Malignant tumors are a risk factor for Wernicke encephalopathy. Thiamine deficiency in patients with malignant tumors is attributed to increased thiamine consumption by rapidly growing cancers, decreased food intake associated with nausea, substantial malabsorption, and use of fluoropyrimidine chemotherapeutic agents (which induce increased thiamine metabolism). Most cancers associated with Wernicke encephalopathy cases are gastrointestinal or hematologic cancers. There are few reports of Wernicke encephalopathy occurring during postoperative chemotherapy after breast cancer surgery.

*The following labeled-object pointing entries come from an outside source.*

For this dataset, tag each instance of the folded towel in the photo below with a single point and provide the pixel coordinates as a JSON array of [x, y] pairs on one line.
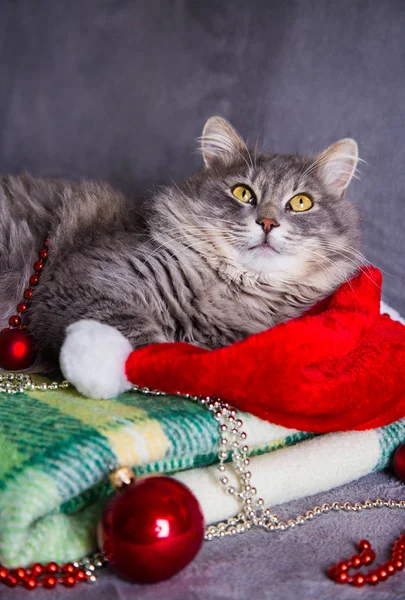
[[56, 449]]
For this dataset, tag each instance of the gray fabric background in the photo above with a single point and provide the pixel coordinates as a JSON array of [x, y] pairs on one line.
[[120, 89]]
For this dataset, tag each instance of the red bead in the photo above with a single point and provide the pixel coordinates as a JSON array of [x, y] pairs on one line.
[[68, 568], [38, 266], [30, 583], [355, 561], [37, 569], [51, 567], [399, 461], [372, 578], [68, 581], [342, 577], [358, 580], [368, 557], [19, 573], [152, 529], [49, 581], [332, 572], [389, 567], [14, 321], [398, 564], [16, 350]]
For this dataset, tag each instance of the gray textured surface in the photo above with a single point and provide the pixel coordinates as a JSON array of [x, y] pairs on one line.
[[120, 90]]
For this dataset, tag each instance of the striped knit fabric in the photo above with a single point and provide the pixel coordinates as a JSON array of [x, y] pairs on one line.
[[57, 448]]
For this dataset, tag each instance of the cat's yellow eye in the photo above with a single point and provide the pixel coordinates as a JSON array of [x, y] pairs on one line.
[[300, 203], [244, 194]]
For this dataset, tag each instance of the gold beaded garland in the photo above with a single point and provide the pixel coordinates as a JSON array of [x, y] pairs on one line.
[[253, 513]]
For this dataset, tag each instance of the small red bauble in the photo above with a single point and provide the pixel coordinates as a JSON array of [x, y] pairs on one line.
[[16, 350], [399, 461], [14, 321], [151, 529]]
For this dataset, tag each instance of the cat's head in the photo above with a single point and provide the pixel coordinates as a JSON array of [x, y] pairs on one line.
[[272, 217]]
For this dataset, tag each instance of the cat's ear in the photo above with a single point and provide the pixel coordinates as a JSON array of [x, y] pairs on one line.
[[220, 142], [337, 164]]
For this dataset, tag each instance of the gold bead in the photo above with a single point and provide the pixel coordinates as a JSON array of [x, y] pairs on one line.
[[121, 477]]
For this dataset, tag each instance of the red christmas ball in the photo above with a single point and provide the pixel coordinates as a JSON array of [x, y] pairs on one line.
[[399, 461], [151, 529], [16, 350]]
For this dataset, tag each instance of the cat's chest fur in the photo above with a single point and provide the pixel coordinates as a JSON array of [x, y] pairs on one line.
[[224, 311]]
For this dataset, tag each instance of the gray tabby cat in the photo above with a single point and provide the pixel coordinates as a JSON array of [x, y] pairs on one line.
[[252, 240]]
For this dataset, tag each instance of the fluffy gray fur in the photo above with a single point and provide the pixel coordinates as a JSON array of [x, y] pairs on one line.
[[197, 267]]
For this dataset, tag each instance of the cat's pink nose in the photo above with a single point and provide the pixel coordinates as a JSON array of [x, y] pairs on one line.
[[267, 224]]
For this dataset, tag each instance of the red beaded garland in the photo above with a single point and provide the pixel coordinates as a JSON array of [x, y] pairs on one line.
[[47, 576], [366, 556], [16, 344]]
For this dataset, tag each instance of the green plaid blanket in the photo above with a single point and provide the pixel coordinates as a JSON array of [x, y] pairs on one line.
[[57, 448]]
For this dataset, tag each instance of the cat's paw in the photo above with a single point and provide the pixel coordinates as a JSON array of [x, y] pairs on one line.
[[93, 358]]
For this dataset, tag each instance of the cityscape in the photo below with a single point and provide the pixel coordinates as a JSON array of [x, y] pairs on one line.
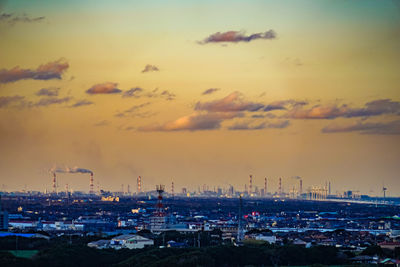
[[199, 133]]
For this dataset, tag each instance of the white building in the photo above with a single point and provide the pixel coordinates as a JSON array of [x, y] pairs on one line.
[[130, 242]]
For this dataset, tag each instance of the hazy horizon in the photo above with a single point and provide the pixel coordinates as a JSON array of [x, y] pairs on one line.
[[200, 92]]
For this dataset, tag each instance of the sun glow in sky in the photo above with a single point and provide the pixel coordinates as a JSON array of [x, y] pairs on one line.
[[201, 92]]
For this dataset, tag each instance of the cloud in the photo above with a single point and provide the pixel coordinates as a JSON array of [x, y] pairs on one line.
[[43, 102], [138, 92], [134, 111], [210, 91], [164, 94], [81, 103], [237, 36], [104, 88], [373, 108], [282, 105], [51, 91], [194, 122], [167, 95], [133, 92], [102, 123], [150, 68], [231, 103], [379, 128], [24, 18], [264, 125], [51, 70], [5, 101]]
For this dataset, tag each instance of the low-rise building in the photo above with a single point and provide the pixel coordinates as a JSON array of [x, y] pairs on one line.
[[130, 242]]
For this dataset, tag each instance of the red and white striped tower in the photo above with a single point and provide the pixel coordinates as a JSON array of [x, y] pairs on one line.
[[265, 186], [139, 184], [159, 207], [54, 183], [250, 184], [91, 184], [301, 187]]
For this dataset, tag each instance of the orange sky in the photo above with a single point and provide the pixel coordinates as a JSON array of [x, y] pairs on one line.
[[200, 93]]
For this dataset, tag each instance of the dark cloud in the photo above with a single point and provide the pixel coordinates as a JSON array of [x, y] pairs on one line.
[[264, 125], [210, 91], [51, 70], [104, 88], [373, 108], [133, 92], [5, 101], [81, 103], [379, 128], [150, 68], [231, 103], [194, 122], [13, 19], [236, 36], [51, 91]]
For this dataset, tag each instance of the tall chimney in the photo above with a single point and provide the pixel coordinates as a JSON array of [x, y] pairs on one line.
[[91, 191], [139, 184], [250, 184], [301, 187], [329, 187], [54, 183], [265, 186]]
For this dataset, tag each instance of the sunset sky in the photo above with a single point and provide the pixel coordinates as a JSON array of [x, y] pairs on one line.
[[200, 92]]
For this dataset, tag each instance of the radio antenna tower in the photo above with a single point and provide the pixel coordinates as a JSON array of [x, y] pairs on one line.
[[160, 207], [139, 184]]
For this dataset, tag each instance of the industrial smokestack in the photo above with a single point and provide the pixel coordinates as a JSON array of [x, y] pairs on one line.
[[301, 187], [91, 184], [54, 183], [329, 187], [265, 186], [250, 184], [139, 184]]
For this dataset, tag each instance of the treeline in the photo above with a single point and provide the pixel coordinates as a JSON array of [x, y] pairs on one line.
[[64, 254]]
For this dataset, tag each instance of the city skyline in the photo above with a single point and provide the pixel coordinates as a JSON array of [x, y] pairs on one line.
[[200, 93]]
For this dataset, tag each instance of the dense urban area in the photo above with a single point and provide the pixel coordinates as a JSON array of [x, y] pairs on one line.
[[207, 228]]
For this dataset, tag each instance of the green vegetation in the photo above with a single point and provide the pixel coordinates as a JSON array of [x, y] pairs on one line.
[[59, 252], [24, 253]]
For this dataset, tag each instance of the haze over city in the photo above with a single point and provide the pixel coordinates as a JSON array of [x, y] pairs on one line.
[[200, 92]]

Wernicke encephalopathy is often associated with altered mental status, ocular dysfunction such as nystagmus, and unstable gait, which are present in only 16% of patients. MRI is used to diagnose Wernicke encephalopathy with high specificity (93%) but low sensitivity (53%). Wernicke encephalopathy can also cause Korsakoff syndrome with severe outcomes. Patients without alcohol use disorder have a better prognosis than patients with alcohol use disorder, with fewer cases of residual memory dysfunction, but symptom onset is more acute in patients without alcohol use disorder than those with it. Therefore, Wernicke encephalopathy should be suspected based on a comprehensive history, physical examination, and MRI findings, and affected patients should be given thiamine as a supplement.

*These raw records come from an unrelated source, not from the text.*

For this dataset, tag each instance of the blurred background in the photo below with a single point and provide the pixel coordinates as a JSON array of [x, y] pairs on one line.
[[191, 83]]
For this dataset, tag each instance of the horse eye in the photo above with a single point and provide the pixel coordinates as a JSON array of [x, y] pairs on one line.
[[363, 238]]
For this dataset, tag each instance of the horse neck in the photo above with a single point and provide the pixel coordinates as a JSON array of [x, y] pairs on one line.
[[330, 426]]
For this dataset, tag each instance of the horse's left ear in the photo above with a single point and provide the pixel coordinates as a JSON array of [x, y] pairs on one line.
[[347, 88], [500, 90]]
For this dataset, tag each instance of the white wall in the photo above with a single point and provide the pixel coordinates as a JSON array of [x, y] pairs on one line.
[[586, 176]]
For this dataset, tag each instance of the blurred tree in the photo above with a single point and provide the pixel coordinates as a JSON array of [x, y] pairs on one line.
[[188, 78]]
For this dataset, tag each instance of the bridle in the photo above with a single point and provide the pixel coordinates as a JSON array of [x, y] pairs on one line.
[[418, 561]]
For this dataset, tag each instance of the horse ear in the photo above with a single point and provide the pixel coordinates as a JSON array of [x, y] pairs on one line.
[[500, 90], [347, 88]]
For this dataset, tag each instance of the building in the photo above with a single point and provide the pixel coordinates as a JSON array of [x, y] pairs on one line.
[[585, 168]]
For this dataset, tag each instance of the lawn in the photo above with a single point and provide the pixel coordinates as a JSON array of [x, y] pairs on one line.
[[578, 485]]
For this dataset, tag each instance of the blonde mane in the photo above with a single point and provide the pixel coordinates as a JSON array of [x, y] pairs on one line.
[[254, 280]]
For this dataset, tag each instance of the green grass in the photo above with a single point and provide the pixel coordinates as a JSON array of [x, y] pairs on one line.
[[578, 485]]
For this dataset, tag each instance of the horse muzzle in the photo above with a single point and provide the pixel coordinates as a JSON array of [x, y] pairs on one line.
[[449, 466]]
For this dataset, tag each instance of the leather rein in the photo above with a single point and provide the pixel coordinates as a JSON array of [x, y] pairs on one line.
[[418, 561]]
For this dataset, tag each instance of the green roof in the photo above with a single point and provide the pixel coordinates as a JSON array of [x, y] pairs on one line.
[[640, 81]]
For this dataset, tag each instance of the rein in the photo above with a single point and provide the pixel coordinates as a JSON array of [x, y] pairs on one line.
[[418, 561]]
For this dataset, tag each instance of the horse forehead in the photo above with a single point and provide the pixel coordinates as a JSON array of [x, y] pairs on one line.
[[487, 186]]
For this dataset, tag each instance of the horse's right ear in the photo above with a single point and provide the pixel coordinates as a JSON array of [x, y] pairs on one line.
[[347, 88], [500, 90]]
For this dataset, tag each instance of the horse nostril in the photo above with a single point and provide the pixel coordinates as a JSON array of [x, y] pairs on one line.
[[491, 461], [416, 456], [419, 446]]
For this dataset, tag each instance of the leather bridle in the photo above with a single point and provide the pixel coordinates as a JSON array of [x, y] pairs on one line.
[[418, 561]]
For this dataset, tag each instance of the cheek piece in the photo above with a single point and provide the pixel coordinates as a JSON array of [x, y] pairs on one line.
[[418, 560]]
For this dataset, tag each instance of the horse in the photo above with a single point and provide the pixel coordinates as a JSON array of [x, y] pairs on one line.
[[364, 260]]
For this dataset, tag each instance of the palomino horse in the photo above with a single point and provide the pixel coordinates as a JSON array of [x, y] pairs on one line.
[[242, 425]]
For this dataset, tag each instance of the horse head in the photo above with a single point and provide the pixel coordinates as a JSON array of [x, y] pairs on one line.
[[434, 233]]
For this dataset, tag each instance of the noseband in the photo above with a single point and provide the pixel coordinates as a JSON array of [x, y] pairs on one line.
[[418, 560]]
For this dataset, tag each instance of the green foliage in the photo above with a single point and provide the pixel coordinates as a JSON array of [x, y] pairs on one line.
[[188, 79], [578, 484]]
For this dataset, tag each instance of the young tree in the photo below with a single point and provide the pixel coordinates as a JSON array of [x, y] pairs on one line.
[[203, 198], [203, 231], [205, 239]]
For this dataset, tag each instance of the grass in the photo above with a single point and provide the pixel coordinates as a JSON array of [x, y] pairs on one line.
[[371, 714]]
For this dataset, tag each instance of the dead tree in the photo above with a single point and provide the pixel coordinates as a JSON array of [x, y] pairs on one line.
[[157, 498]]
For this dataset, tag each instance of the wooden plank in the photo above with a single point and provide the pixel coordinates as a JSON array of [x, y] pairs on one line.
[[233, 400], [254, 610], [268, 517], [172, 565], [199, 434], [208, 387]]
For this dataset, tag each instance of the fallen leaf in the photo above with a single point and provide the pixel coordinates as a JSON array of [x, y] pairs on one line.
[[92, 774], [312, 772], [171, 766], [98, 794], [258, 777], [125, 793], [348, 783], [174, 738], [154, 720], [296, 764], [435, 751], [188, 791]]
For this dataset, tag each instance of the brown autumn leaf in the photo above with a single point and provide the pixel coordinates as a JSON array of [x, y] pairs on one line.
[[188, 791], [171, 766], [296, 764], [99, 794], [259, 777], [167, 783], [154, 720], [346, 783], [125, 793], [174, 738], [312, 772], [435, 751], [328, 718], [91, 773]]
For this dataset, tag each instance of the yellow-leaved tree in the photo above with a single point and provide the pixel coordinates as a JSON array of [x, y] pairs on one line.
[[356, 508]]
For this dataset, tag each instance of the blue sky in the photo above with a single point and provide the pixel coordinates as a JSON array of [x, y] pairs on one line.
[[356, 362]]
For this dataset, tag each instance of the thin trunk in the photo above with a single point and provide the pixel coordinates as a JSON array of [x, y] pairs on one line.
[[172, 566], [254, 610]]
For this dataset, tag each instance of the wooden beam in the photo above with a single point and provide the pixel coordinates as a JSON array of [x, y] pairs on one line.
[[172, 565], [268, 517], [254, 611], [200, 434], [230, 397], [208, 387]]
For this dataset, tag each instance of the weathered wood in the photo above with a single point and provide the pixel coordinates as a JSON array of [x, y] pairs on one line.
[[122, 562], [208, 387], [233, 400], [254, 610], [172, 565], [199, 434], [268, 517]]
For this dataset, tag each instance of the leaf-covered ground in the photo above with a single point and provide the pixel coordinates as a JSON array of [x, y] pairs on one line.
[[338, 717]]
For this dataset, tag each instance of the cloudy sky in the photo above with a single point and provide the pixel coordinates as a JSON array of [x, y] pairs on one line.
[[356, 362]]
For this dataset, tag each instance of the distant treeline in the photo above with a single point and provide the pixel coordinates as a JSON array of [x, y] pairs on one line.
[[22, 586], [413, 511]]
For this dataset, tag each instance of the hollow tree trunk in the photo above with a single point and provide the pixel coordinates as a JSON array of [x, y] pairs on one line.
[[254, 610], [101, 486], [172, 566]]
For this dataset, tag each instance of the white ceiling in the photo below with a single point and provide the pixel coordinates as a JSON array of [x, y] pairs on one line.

Glucose intake increases thiamine demand, which may lead to thiamine deficiency. Herein, the patient was hospitalized for anorexia and was able to eat, which may have led to progressive thiamine deficiency, resulting in symptoms of Wernicke encephalopathy after discharge. Therefore, if Wernicke encephalopathy is suspected, it is imperative to supplement with thiamine before administering glucose.

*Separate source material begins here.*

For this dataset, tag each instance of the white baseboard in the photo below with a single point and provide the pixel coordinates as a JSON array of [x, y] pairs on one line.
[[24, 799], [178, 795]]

Results of the patient's blood tests revealed levels of vitamin B1 at 9 μg/dL (to convert to nmol/L, multiply by 29.6), vitamin B2 at 64 μg/dL (to convert to nmol/L, multiply by 26.6), vitamin B12 at greater than 1500 pg/mL (to convert to pmol/L, multiply by 0.7378), folic acid at 4.2 ng/mL (to convert to nmol/L, multiply by 2.266), copper at 81 μg/dL (to convert to μmol/L, multiply by 0.157), and zinc at 50 μg/dL (to convert to μmol/L, multiply by 0.153). A lumbar puncture was also performed. The spinal fluid was clear and colorless, and there was no increase in the number of cells or protein concentration in the spinal fluid or any decrease in sugar concentration. Thiamine, 500 mg, was administered intravenously 3 times daily for 4 days. Immediately after, the patient recovered completely and was able to communicate and walk normally. After discharge, nutritional management by a dietitian was provided on an outpatient basis to prevent recurrence of Wernicke encephalopathy.